- Oil prices climbed early on Monday morning ahead of the Fed’s much-anticipated interest rate decision, rebounding from Tuesday’s dip.
- Expectations that the Fed will announce a 75 basis point hike have been weighing on oil markets all week, with fears that a resultant economic slowdown could weaken demand.
- While the hike itself is important, most analysts will be watching for what the Fed says about its future strategy for dealing with inflation.
Oil prices rose early on Wednesday in Europe in subdued and choppy trade as the markets expect the Fed’s interest rate decision in the early afternoon ET.
As of 2:30 am ET, the US benchmark WTI Crude was up by 1.04% at $84.78. Brent Crude, the international benchmark, traded 1.09% higher at $91.57.
Oil prices settled lower on Tuesday, amid expectations that the Fed would announce another rate hike of 75 basis points, a third consecutive such increase.

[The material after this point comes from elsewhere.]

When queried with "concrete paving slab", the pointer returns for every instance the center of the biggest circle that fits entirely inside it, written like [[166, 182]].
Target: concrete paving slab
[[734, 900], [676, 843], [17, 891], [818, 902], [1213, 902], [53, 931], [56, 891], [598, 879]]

Fears that the aggressive rate hikes would accelerate the economic slowdown and lead to a recession – thus depressing oil demand growth – have been weighing on the oil and equity markets in recent days.
The Fed has more work to do in taming inflation and the key interest rate needs to move up to above 4% by early 2023 and stay there, Cleveland Federal Reserve Bank President Loretta Mester said at the end of August.
The Fed’s current target policy rate is in the 2.25%-2.5% range, after two consecutive hikes of 75 basis points, or 0.75%.
Most analysts expect today’s Fed hike to be another 75 basis points, but many say it will be more important what the Fed says about future rate hikes to fight inflation and their expected impact on the economy.
According to the September CNBC Fed Survey, the Fed is expected to continue with the tightening policy until the rate peaks at 4.26% in March 2023.
Concerns about oil supply with the coming EU embargo on Russian oil provided some support to oil prices in the early morning in Europe on Wednesday. Seaborne crude oil exports out of Russia have dropped by 900,000 barrels per day (bpd) in the past two weeks compared to the last week of August, according to estimates by Bloomberg from earlier this week.
Yet, most oil traders – as well as the global financial markets – are not showing risk appetite as they await the Fed’s policy decision later today.